Sprechstunden im Séparée
Für Unterhaltung sorgten die spontan mitlaufenden Einzelmasken: TV-Hellseher Mike Shiva legte aus seinem mobilen Fernsehgerät den Zuschauern die Karten und deutete daraus die Zukunft. Kostenpunkt laut Preisschild am Bildschirmrand: 4.95 Franken die Sekunde. Für die Neue LZ blickte er in die Zukunft der Gemeinde Dierikon. Seine Prognose: «Eine rosige Zukunft! Es kann sein, dass Dierikon im Rontal bald eine führende Rolle übernehmen wird.» Aus der Karte mit einem Kleinkind schloss er hingegen nicht, dass ein Kinderboom bevorstehe. Wer detaillierte Auskünfte wünsche, müsse jedoch eine Einzelsprechstunde im Séparée buchen.

Ebenfalls gesichtet wurde Frau Holle, die fleissig ihr Kissen ausschüttelte, dass die Federn nur so herumwirbelten, sowie zwei Riesenameisen, die einen zum Ameisenhaufen umgestalteten Kinderwagen mitzogen.

Paparazzi und Fafadi
Zur Stärkung der Zuschauer brauste als achte Umzugsnummer der «Füürwehrkafiwage» vorbei. Die Feuerwehrmänner auf dem zur mobilen Bar umgerüsteten Fahrzeug der Feuerwehr Ebikon/Dierikon schenkten allen kostenlos Kafi aus. Nur wenig später folgten die Paparazzi der Sädelgeister Zufikon im Blitzlichtgewitter des Tambourmajors – er dirigierte seine Guuggenmusig mit einem Fotostativ inklusive dauerblitzender Kamera.

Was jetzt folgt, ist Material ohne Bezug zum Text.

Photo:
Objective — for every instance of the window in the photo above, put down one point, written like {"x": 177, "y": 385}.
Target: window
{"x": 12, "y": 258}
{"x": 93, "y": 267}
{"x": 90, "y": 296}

Ebenfalls aufgefallen sind die Fafadi, eine Fasnachtsgruppe aus Dierikon: Ihren Umzugswagen schmückte ein nachgebauter Patrouille-Suisse-Kampfjet, garniert mit zahlreichen bunten Ballons, aus dem Innern schmetterte Nena ihre «99 Luftballons».

«Supertoll!»
Bei den Zuschauern kam der Umzug sehr gut an. «Das war supertoll!», schwärmte Frida Kessler-Bucher. «Dass in einer kleinen Gemeinde so ein Aufwand betrieben wird, ist wunderschön», fügte Ehemann Walter Kessler an. Deswegen sei die Dörflifasnacht fast schon ein Fixpunkt in ihrer Jahresplanung.